Do not take other medicines unless they have been discussed with your doctor. This includes prescription or nonprescription (over-the-counter [OTC]) medicines and herbal or vitamin supplements.
Apomorphine side effects
Along with its needed effects, a medicine may cause some unwanted effects. Although not all of these side effects may occur, if they do occur they may need medical attention.

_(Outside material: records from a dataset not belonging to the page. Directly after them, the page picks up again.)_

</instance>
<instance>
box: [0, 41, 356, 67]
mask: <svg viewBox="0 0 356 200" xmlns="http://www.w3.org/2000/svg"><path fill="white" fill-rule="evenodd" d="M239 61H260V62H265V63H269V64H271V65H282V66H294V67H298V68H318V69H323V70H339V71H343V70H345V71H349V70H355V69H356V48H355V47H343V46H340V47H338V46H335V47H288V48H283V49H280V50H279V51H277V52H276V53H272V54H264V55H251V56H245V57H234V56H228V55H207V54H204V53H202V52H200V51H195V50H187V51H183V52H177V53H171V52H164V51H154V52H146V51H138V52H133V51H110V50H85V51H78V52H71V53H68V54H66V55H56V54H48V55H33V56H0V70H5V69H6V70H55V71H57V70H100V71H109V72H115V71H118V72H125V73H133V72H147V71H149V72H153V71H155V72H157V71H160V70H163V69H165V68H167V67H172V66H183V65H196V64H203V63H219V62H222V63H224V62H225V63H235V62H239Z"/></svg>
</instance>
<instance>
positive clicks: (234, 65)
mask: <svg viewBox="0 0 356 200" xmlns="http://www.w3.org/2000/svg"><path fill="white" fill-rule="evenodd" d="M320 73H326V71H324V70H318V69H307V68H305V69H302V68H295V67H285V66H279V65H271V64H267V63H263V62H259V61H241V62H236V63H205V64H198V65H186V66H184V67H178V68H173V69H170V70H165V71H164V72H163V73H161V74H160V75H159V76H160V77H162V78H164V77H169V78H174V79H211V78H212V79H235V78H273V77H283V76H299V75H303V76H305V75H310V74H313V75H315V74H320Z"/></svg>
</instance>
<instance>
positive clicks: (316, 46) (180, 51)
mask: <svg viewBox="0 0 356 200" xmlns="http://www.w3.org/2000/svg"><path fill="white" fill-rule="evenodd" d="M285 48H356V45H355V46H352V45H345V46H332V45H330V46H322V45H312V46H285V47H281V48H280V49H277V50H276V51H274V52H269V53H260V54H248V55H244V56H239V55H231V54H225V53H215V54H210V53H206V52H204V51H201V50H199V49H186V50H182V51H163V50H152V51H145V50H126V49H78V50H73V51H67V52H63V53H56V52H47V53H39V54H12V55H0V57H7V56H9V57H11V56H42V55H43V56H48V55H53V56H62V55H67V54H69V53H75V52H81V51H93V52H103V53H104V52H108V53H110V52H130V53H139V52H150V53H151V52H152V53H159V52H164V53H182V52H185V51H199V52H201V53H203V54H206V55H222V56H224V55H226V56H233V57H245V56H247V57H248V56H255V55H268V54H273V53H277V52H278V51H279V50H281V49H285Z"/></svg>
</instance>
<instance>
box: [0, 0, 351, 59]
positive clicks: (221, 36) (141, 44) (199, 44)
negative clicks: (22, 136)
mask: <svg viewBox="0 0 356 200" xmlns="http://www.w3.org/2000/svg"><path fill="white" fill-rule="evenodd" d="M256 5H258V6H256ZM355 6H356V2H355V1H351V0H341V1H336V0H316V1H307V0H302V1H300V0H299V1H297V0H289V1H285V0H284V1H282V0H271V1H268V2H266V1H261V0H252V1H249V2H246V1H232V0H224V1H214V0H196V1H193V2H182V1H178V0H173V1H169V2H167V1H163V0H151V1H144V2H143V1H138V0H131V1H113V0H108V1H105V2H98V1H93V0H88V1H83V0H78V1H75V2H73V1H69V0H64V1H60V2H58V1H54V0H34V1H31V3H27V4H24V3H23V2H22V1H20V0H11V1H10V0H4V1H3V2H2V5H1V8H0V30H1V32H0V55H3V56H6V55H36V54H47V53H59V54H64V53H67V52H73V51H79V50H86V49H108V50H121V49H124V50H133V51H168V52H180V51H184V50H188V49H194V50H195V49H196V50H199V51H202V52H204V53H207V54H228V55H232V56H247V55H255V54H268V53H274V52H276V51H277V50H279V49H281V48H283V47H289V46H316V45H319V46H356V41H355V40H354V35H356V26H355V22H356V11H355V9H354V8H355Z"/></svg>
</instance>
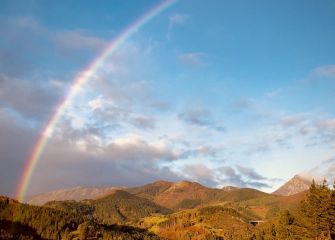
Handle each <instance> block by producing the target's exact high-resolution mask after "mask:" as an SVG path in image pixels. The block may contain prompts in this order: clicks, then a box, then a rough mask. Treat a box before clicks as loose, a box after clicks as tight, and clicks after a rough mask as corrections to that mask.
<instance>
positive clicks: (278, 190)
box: [273, 175, 312, 196]
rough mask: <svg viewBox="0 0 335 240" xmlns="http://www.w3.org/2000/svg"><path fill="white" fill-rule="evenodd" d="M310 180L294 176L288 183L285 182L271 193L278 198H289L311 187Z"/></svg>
mask: <svg viewBox="0 0 335 240" xmlns="http://www.w3.org/2000/svg"><path fill="white" fill-rule="evenodd" d="M311 183H312V180H311V179H308V178H306V177H303V176H300V175H295V176H294V177H293V178H291V179H290V180H289V181H288V182H286V183H285V184H284V185H283V186H281V187H280V188H278V189H277V190H276V191H274V192H273V194H275V195H279V196H290V195H294V194H297V193H300V192H304V191H306V190H308V189H309V187H310V186H311Z"/></svg>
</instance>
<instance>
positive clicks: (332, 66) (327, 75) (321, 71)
mask: <svg viewBox="0 0 335 240" xmlns="http://www.w3.org/2000/svg"><path fill="white" fill-rule="evenodd" d="M312 75H313V76H315V77H321V78H335V65H326V66H320V67H317V68H315V69H313V70H312Z"/></svg>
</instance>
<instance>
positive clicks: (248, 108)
mask: <svg viewBox="0 0 335 240" xmlns="http://www.w3.org/2000/svg"><path fill="white" fill-rule="evenodd" d="M255 106H256V101H255V100H254V99H252V98H243V99H240V100H239V101H237V102H236V103H235V104H234V107H235V108H236V109H238V110H239V111H241V110H249V109H252V108H254V107H255Z"/></svg>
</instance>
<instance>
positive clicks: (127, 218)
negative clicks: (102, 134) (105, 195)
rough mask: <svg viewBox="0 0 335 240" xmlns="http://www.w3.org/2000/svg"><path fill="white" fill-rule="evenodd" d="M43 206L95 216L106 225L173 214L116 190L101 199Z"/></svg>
mask: <svg viewBox="0 0 335 240" xmlns="http://www.w3.org/2000/svg"><path fill="white" fill-rule="evenodd" d="M43 206H44V207H49V208H53V209H57V210H60V211H64V212H71V213H74V214H79V215H81V216H83V217H85V216H86V217H87V218H89V217H90V216H93V217H94V218H95V219H96V220H98V221H99V222H101V223H104V224H115V223H118V224H123V223H129V222H136V221H137V220H138V219H140V218H143V217H147V216H150V215H153V214H163V215H164V214H169V213H172V211H171V210H170V209H167V208H164V207H162V206H159V205H157V204H155V203H153V202H151V201H149V200H148V199H145V198H141V197H138V196H135V195H133V194H130V193H128V192H126V191H123V190H114V191H113V192H112V193H110V194H109V195H107V196H104V197H102V198H99V199H94V200H83V201H80V202H77V201H73V200H67V201H51V202H48V203H46V204H44V205H43Z"/></svg>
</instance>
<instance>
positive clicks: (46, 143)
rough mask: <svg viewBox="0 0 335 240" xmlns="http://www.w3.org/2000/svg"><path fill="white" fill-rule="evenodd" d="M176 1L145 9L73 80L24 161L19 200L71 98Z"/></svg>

Check with your doctor immediately if any of the following side effects occur:
- fast heartbeat
- hives, itching, skin rash
- joint pain, stiffness, or swelling
- redness of the skin
- sleepiness or unusual drowsiness
- swelling of the eyelids, face, lips, hands, or feet
- tightness in the chest
- trouble with breathing or swallowing
- unusual tiredness or weakness
- Blurred vision
- dizziness, fainting, or lightheadedness when getting up suddenly from a lying or sitting position
- false beliefs that cannot be changed by facts
- seeing, hearing, or feeling things that are not there
Some side effects may occur that usually do not need medical attention. These side effects may go away during treatment as your body adjusts to the medicine. Also, your health care professional may be able to tell you about ways to prevent or reduce some of these side effects. Check with your health care professional if any of the following side effects continue or are bothersome or if you have any questions about them:
- Dry mouth
- irritation, redness, numbness, swelling, or soreness of the mouth
- runny nose
- tearing of the skin
Other side effects not listed may also occur in some patients. If you notice any other effects, check with your healthcare professional.
Call your doctor for medical advice about side effects. You may report side effects to the FDA at 1-800-FDA-1088.
Always consult your healthcare provider to ensure the information displayed on this page applies to your personal circumstances.